"Luther R. Marsh.

"In 1845, on Mr. Webster's retirement from business to return to the Senate of the United States, I took this sign off from our office door, 44 Wall Street, New York, where it had been during our partnership."

When Webster was dying in 1852, Henry J. Raymond, the gifted editor of the New York Times, wrote:

"My Dear Marsh:—We hear from Marshfield that Mr. Webster cannot live through the day. I want from you, if it is possible, for to-morrow morning, an article—of what kind you know a good deal better than I can tell you. . . . No man in this city certainly can do it so well. Nine o'clock this evening, or even ten, will be early enough to have it here.

"Yours as ever,

"H. J. Raymond."

The article, occupying over four columns, was there on time. Mr. Marsh, that afternoon, upon a moment's notice, at a single stroke, threw off an estimate of Webster's genius and achievements that never was excelled later, even in the glowing, studied periods of Everett, Winthrop, and Curtis.

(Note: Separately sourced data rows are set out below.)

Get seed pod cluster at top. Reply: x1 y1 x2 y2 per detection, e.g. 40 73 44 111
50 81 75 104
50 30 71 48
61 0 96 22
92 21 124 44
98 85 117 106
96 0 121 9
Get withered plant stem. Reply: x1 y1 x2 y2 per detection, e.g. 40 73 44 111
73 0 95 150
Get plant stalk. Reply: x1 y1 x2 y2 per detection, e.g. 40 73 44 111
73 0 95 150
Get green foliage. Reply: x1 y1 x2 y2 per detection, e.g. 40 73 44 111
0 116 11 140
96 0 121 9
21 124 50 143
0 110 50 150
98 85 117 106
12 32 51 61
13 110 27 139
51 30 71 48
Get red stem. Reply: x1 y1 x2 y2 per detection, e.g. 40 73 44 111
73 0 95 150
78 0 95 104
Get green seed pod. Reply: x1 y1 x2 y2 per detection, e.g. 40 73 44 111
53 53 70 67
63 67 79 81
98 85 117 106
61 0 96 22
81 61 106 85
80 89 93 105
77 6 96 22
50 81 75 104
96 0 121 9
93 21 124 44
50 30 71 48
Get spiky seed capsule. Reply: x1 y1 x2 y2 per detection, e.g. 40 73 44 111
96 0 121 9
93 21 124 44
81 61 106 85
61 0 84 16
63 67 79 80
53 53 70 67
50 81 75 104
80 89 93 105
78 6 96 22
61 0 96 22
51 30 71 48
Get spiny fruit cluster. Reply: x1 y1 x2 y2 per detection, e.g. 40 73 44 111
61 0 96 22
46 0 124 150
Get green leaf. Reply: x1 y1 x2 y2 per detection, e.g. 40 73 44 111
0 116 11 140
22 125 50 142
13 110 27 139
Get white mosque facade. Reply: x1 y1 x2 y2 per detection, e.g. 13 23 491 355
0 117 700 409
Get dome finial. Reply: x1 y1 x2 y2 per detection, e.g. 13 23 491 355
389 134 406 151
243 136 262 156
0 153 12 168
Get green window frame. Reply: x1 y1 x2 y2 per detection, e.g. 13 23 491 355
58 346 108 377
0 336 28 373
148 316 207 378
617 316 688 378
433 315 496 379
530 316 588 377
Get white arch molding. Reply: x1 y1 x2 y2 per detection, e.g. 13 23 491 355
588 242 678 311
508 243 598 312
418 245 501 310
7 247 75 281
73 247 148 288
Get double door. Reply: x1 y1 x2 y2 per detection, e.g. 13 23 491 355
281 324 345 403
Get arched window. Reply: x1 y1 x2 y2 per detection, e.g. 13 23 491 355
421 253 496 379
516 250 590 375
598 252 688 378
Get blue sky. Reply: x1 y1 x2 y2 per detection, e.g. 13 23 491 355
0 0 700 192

When in 1869, Henry J. Raymond died, Mr. Marsh was invited to become his successor, but he declined the honor fearing that the position, though congenial to his tastes, would be too exacting in its demands. When we consider that at this time Mr. Marsh was besieged by clients and immersed in cases; when we consider, too, that a busy lawyer is the last one to whom a publisher would naturally turn (for there is no class of men in whom the truly literary instinct combined with the gift of literary expression is so rare as among successful lawyers), this recognition of the unique literary distinction which Mr. Marsh had attained, even while engaged in the fiercest legal contests with such hard-headed lawyers as David Dudley Field, John Van Buren, Charles O'Conor, James T. Brady, John K. Porter and Judge Comstock is most impressive and conclusive. But in his forensic contests the lawyer dominated the litterateur. Any opponent who thought that because of Mr. Marsh's finished, faultless, elegant literary style he would escape hard blows and sturdy onslaughts soon learned his mistake. He was, at about the time he received this offer from the Times, in the very zenith of his powers and his fame. Mr. Hunt, then the superintendent of public schools in Massachusetts, thus wrote in 1873, of a trial he had just attended, in which Mr. Marsh was opposed to Joseph H. Choate:

"I shall never forget the spectacle of that trial; from the opening to the close, it was the most perfect thing I ever saw. Having entered upon the study of law in the late William Pitt Fessenden's office; having seen many able lawyers conduct cases in court—Fessenden and Evans in Maine, Rufus Choate and other great lawyers in Boston, and, in the South, Yancey and others—allow me to say that I never saw anything to be compared with the ease, dignity and power with which Mr. Marsh managed everything."